Red Bull réorganise son pôle technique : l’heure du coup de balai et de la reconstruction

Red Bull réorganise son pôle technique : l’heure du coup de balai et de la reconstruction
Crédit: Portrait de Laurent Mekies d’Oracle Red Bull Racing au Grand Prix du Japon 2026 à Suzuka. Crédit photo Overtake Agency / Remy Midez

Dans un contexte marqué par une série de départs majeurs, Red Bull amorce une réorganisation en profondeur de son département technique. L'écurie autrichienne mise sur une redistribution des responsabilités et l'arrivée de nouveaux profils pour préserver sa compétitivité, à l'aube d'un cycle réglementaire décisif.

Après quelques saisons à voir filer ses cerveaux comme des billes sur un parquet ciré, Red Bull remet de l'ordre dans sa maison technique. L'écurie autrichienne a officialisé une série de changements internes, avec l'objectif clair de consolider une structure mise à rude épreuve ces dernières années.

Une hémorragie difficile à ignorer

Car oui, chez Red Bull, les départs se sont enchaînés à un rythme qui donnerait presque le tournis. Des figures historiques ou stratégiques ont quitté le navire : Christian Horner, Helmut Marko, Jonathan Wheatley, Rob Marshall, Will Courtenay ou encore Craig Skinner. Autant dire que le cœur battant de l'équipe s'est peu à peu délesté de plusieurs de ses artères principales.

Et comme si cela ne suffisait pas, un nouveau coup dur a été confirmé récemment : Gianpiero Lambiase, l'ingénieur de course de Max Verstappen — et véritable chef d'orchestre à la radio — pliera bagage fin 2028 pour rejoindre McLaren. Une perte symbolique et opérationnelle, tant son rôle dans la mécanique fine des week-ends était central.

Ben Waterhouse promu chef d'orchestre technique

Face à ce contexte, Red Bull ne reste pas les bras croisés. Ben Waterhouse voit son périmètre élargi avec effet immédiat. Désormais ingénieur en chef de la performance et de la conception, il récupère une responsabilité globale sur deux piliers fondamentaux : la conception des monoplaces et leur performance en piste.

Un rôle transversal, stratégique, presque à l'ancienne — où l'on aime encore les hommes capables de voir large tout en gardant le nez dans les données. Waterhouse continuera de rendre compte à Pierre Waché, directeur technique de l'écurie.

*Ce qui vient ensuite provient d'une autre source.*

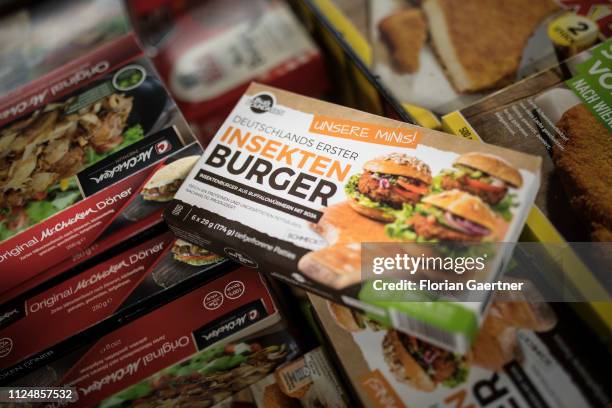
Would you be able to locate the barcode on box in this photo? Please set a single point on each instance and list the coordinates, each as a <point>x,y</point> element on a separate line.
<point>431,334</point>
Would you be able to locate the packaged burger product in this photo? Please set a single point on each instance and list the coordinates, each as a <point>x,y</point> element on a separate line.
<point>102,288</point>
<point>293,186</point>
<point>197,350</point>
<point>308,382</point>
<point>209,52</point>
<point>526,355</point>
<point>76,149</point>
<point>563,116</point>
<point>443,55</point>
<point>35,40</point>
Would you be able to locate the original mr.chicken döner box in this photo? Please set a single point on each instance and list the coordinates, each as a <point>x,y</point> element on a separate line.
<point>197,350</point>
<point>293,186</point>
<point>74,146</point>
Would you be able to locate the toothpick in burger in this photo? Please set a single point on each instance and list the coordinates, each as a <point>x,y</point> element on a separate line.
<point>165,182</point>
<point>386,184</point>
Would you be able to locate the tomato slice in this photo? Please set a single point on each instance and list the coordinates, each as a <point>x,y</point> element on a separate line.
<point>483,186</point>
<point>411,187</point>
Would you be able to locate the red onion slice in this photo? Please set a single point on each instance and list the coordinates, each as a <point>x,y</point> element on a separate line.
<point>383,183</point>
<point>464,225</point>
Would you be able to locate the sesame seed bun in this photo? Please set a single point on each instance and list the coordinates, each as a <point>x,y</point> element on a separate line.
<point>465,205</point>
<point>493,165</point>
<point>374,213</point>
<point>399,164</point>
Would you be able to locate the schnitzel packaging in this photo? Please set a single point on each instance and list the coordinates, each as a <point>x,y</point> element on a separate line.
<point>198,349</point>
<point>35,40</point>
<point>294,186</point>
<point>564,116</point>
<point>309,382</point>
<point>443,55</point>
<point>537,359</point>
<point>75,149</point>
<point>209,52</point>
<point>100,291</point>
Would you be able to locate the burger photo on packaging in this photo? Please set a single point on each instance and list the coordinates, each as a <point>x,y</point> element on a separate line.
<point>194,255</point>
<point>387,184</point>
<point>162,186</point>
<point>448,216</point>
<point>209,377</point>
<point>410,360</point>
<point>422,365</point>
<point>486,176</point>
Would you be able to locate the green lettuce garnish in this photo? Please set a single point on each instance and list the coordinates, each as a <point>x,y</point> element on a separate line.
<point>130,136</point>
<point>504,207</point>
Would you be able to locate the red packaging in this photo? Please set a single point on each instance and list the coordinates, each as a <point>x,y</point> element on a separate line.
<point>101,288</point>
<point>228,334</point>
<point>76,147</point>
<point>210,52</point>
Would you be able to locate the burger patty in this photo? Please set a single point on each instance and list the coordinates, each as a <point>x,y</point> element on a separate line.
<point>429,228</point>
<point>493,196</point>
<point>393,195</point>
<point>439,364</point>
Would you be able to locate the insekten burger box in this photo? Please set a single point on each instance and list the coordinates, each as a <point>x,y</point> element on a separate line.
<point>73,149</point>
<point>100,291</point>
<point>293,186</point>
<point>526,355</point>
<point>198,349</point>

Arrivé en 2014 depuis BMW Sauber, passé par Toro Rosso en tant que directeur technique adjoint, il connaît la maison comme sa poche. Depuis 2017, il pilotait déjà l'ingénierie de la performance. Autant dire que ce n'est pas un perdreau de l'année.

Du renfort à venir avec Andrea Landi

Autre mouvement notable : Andrea Landi rejoindra Red Bull à partir du 1er juillet comme responsable de la performance, sous la houlette de Waterhouse. Un profil expérimenté, passé notamment par Ferrari et Racing Bulls, où il occupait des fonctions techniques de haut niveau.

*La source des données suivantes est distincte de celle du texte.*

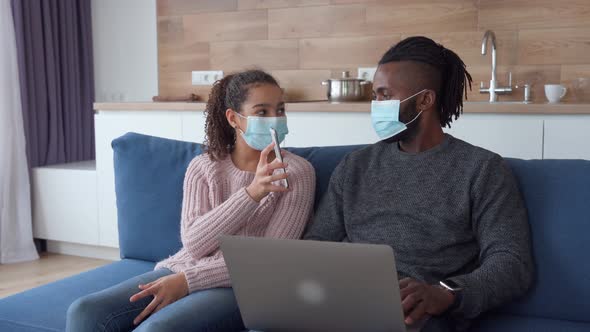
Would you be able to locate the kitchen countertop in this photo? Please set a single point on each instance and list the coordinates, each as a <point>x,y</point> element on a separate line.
<point>324,106</point>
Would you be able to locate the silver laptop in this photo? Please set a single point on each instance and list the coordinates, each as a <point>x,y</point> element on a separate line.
<point>291,285</point>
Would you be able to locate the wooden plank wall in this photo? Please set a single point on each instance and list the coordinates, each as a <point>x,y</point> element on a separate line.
<point>303,42</point>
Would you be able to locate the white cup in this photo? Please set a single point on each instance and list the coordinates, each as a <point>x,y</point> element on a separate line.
<point>554,92</point>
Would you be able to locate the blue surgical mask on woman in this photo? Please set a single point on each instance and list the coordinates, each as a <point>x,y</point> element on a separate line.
<point>257,134</point>
<point>385,117</point>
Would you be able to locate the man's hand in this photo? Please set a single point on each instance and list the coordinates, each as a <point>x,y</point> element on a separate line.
<point>165,290</point>
<point>420,299</point>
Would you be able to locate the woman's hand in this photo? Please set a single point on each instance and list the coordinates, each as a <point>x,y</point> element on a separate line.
<point>262,184</point>
<point>165,290</point>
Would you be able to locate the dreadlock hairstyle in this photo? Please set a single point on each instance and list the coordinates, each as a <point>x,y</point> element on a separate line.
<point>229,92</point>
<point>449,68</point>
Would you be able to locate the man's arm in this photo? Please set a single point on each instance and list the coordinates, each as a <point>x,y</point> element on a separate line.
<point>328,222</point>
<point>499,220</point>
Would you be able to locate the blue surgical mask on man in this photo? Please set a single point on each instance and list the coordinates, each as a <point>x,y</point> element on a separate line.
<point>385,117</point>
<point>257,134</point>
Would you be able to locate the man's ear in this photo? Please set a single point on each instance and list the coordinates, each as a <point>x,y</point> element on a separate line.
<point>426,101</point>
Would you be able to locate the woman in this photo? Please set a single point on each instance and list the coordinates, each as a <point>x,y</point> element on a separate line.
<point>229,190</point>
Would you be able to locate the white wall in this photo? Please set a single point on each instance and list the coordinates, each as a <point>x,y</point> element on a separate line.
<point>125,50</point>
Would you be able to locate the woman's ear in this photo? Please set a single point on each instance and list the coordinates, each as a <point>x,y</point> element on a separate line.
<point>231,117</point>
<point>427,101</point>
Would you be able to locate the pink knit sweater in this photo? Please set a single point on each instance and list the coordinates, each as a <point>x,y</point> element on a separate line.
<point>216,203</point>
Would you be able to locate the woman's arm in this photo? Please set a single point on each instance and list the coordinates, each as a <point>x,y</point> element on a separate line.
<point>296,207</point>
<point>204,215</point>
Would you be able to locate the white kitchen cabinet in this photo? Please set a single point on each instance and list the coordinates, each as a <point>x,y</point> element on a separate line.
<point>193,126</point>
<point>108,126</point>
<point>328,129</point>
<point>64,202</point>
<point>567,137</point>
<point>513,136</point>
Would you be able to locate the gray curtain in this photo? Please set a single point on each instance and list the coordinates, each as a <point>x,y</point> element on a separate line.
<point>54,46</point>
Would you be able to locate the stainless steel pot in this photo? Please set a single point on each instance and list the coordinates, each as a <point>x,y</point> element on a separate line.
<point>347,88</point>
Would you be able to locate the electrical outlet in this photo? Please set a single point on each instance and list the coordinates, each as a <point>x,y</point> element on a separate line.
<point>206,77</point>
<point>367,73</point>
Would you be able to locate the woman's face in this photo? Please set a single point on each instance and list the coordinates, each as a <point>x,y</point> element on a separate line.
<point>265,100</point>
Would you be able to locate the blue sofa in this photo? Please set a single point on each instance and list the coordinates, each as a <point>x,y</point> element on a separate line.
<point>149,173</point>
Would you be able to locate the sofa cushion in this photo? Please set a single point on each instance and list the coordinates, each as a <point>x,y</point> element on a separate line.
<point>324,161</point>
<point>557,197</point>
<point>149,176</point>
<point>44,308</point>
<point>515,323</point>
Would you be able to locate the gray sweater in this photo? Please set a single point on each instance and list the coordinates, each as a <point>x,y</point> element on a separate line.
<point>453,211</point>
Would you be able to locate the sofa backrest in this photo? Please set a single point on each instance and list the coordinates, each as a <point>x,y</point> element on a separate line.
<point>557,197</point>
<point>149,175</point>
<point>149,172</point>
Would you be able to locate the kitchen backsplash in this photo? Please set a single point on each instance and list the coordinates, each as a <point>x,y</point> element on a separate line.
<point>303,42</point>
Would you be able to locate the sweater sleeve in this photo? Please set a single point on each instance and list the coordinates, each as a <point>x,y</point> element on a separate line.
<point>499,220</point>
<point>205,216</point>
<point>328,222</point>
<point>294,210</point>
<point>208,273</point>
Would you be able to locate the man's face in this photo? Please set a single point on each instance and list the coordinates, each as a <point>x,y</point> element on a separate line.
<point>390,82</point>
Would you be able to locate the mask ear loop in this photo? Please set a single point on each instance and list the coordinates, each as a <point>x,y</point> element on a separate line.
<point>410,97</point>
<point>238,126</point>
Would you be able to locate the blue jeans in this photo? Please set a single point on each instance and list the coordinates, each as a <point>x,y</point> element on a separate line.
<point>110,310</point>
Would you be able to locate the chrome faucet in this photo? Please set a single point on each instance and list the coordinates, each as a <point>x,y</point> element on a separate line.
<point>493,90</point>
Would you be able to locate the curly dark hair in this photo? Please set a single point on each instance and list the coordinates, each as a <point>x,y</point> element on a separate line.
<point>229,92</point>
<point>449,71</point>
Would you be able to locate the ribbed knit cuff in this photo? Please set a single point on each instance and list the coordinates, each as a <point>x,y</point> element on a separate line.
<point>192,279</point>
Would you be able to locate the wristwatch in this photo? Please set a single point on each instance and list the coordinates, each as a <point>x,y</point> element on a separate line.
<point>455,289</point>
<point>450,285</point>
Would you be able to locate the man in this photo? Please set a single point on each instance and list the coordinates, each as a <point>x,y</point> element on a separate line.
<point>451,211</point>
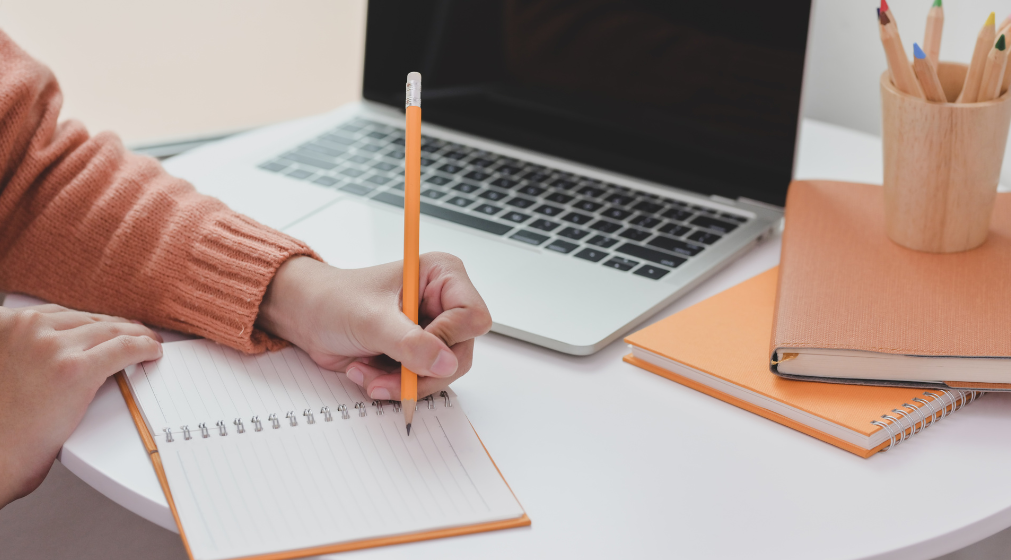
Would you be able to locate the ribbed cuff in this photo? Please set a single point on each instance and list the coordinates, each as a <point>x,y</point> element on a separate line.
<point>232,263</point>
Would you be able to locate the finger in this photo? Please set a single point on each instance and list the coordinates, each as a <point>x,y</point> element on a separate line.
<point>115,354</point>
<point>92,335</point>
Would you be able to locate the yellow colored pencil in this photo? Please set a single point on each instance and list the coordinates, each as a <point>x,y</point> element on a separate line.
<point>411,231</point>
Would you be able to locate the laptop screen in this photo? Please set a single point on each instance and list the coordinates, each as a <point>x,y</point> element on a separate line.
<point>704,95</point>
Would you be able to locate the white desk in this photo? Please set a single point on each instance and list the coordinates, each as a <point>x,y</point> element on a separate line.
<point>612,461</point>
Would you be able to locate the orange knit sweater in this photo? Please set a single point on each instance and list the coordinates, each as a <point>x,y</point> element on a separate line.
<point>89,225</point>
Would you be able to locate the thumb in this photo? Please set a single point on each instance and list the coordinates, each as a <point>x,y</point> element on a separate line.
<point>422,352</point>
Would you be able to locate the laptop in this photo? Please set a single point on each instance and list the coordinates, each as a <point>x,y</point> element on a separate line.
<point>589,162</point>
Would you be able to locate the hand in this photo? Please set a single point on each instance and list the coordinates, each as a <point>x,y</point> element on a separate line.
<point>352,320</point>
<point>52,363</point>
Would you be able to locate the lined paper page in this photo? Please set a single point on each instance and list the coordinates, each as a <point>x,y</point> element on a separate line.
<point>311,484</point>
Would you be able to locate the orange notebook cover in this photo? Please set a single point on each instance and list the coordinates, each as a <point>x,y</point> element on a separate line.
<point>156,454</point>
<point>719,347</point>
<point>854,304</point>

Un recrutement qui s'inscrit dans une logique assez limpide : mêler promotion interne et apport de sang neuf, histoire de ne pas tourner en vase clos — vieux piège bien connu dans le paddock.

Une structure à recoudre pour rester au sommet

Dans son communiqué, Red Bull insiste sur une meilleure intégration entre les départements et une volonté d'accélérer le développement des solutions techniques. En clair : remettre de la fluidité dans la machine, là où les départs successifs ont pu créer quelques coutures apparentes.

L'écurie évoque aussi ses ambitions à long terme et sa volonté de continuer à attirer les meilleurs profils du paddock. Une déclaration presque attendue… mais qui, dans le contexte actuel, sonne comme une nécessité plus qu'un simple élément de langage.

Reste à voir si cette réorganisation suffira à maintenir Red Bull au sommet de la hiérarchie. Car en Formule 1, les organigrammes bien dessinés ne font pas tout — encore faut-il que la voiture suive. Et ça, comme toujours, c'est le juge de paix…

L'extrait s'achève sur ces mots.